What I learned from my stress fracture: Five Lessons
I've had a hard time with my recovery from my Fibular stress fracture
& I feel I've learned some lessons the hard way. I am finally back running again approximately 7 months after my injury. For the possible benefit of
others, here is a distillation of what I have taken away from the
experience:
- Take it seriously. The same day I got my hairline crack in my bone
that didn't even shoe up on an x-ray, a friend had a bike accident and
had to undergo surgery for a broken hip that included implantation of a
steel bar in his leg. He was back on the bike before I was -- largely
because neither I nor my stupid doctor took the injury seriously enough and I
reinjured it, probably a number of times. Ironically, if I had had a
catastrophic fracture and been put in a cast I'd have almost certainly healed much
faster. If you get a fracture, do yourself a favor and push for a cast or a boot.
- Pain is a poor guide. Some activities feel fine while you're doing
them but nevertheless prolong healing. For me, those included cycling
and swimming. A good guide: if you can't do it without pain the day
you're injured, don't do it until you're healed.
- An injury can be a blessing. You might be cursing your sore knee for sidelining you, but it could be saving you from a far worse injury (see below for fuller explanation).
- Increase your running VERY gradually. As I've written before, the 10% rule is too fast, especially once you get beyond a few miles. Think in terms of several years to build up to marathon distance. That's because while the muscle soreness you feel goes away in 3 days, tendons and ligaments and bones are on a minimum 6-8 week healing cycle.
- Building endurance requires walking a fine line. If you want to increase your ability to do long runs or other activities, you must of necessity strike a delicate balance between stressing your tissues enough so that they get stronger, and stressing them so much that they get injured. I wrote about this before, but I have since refined my mental picture of how this works. Here is a graphic showing how I think about it (click for full-resolution).
Here's my explanation of what this means: When you do a run (any workout but let's use running since it's the most stressful on bones & tendons) of a distance that is the green zone, a particular tissue -- your patellar tendon, let's say -- can withstand it without injury; it is adapted to that distance. But if you don't do any longer runs, it will never get stronger. When you do a longer run that stresses it (distances in the blue zone), you damage that tissue slightly, though not enough to disable you or even to notice. If given the chance, the tendon will heal, toughening in the process, and it and all the other tissues you stress will then be stronger (your green zone will grow).
But, if you keep doing long runs before your green zone has time to expand and/or without enough healing rest time and/or without increasing your distances gradually enough, the condition of your patellar tendon (represented by the black line) will continue to get more ragged until one day boom! you've got an injury. You're in the red zone.
The above chart just shows one tissue. Really of course there are hundreds of tissues stressed when you run (or maybe thousands -- check with your favorite anatomist). Let us imagine that we were able to chart the condition of a bunch of them; you'd get a mess that might look something like this:
What this tries to convey is, if you've been running a lot, you're likely stressing a whole bunch of tissues beyond their capacity. However, it only takes one to break through into the red zone to put you on the couch. The result is that all those other tissues (which you are probably not aware are nearing injury) then have time to heal. That is what I mean when I say an injury can be a blessing -- a bout of tendonosis may seem like a curse but by taking you off your feet it may be giving your bones and other tendons a chance to heal, and possibly saving you from a far more serious red zone incident.

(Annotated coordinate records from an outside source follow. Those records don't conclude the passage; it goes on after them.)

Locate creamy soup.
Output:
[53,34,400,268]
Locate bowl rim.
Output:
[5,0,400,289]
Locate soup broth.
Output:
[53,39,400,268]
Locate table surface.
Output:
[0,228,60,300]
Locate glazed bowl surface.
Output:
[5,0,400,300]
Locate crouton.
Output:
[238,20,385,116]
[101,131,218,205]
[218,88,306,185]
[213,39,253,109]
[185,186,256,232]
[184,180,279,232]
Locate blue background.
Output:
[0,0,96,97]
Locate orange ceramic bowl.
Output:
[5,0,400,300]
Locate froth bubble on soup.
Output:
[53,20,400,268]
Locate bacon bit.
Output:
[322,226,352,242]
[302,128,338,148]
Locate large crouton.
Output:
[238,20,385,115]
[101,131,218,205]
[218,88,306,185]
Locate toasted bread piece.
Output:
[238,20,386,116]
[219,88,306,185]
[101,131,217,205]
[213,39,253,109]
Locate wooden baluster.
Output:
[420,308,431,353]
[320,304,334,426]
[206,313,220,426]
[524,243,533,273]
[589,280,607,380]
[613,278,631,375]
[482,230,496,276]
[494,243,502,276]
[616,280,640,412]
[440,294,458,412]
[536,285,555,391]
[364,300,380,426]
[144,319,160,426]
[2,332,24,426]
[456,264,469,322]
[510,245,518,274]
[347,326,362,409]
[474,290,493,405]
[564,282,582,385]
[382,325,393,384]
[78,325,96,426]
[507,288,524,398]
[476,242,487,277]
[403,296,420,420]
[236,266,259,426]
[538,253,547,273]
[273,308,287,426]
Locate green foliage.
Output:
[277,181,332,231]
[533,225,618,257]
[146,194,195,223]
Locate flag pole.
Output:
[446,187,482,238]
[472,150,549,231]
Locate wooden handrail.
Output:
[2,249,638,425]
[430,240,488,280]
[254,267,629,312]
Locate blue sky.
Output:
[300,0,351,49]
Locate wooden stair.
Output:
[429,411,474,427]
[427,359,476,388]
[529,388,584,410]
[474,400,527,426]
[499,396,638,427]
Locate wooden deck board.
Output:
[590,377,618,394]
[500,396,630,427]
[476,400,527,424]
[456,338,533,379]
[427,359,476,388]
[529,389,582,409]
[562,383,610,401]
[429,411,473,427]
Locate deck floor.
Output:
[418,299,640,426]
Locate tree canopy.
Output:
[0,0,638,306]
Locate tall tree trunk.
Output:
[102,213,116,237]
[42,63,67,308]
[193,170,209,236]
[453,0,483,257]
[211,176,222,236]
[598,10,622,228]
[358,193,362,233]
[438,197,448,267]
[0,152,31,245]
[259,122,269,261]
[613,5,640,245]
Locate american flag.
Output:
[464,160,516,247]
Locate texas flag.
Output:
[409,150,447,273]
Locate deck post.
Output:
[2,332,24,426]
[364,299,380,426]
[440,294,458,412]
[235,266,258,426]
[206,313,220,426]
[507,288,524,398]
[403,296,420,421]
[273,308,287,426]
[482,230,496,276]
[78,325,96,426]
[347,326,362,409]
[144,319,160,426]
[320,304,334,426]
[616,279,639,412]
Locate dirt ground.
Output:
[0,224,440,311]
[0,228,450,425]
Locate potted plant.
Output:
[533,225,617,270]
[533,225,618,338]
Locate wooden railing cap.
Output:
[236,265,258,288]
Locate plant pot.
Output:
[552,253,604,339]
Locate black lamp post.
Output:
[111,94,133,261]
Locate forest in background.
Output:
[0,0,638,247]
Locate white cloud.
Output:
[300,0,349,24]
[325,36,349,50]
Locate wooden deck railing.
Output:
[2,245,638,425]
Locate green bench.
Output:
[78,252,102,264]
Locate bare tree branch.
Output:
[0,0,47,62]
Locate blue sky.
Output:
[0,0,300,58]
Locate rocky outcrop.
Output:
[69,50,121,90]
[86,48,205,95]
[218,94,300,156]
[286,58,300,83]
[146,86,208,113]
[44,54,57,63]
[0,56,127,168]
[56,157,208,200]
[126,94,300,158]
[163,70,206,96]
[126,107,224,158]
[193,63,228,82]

If you're lucky, that tissue that first registers its complaint -- the canary in the coal mine -- will be
something that heals relatively quickly and easily rather than, just to pick a random example, something like a fibular bone fracture that will sideline you for 7 months!
Maybe some doctor would like to take issue with minor or major details of this view, and I'm all ears, but until I'm persuaded otherwise this is my own working theory for How Things Work that will guide my future training.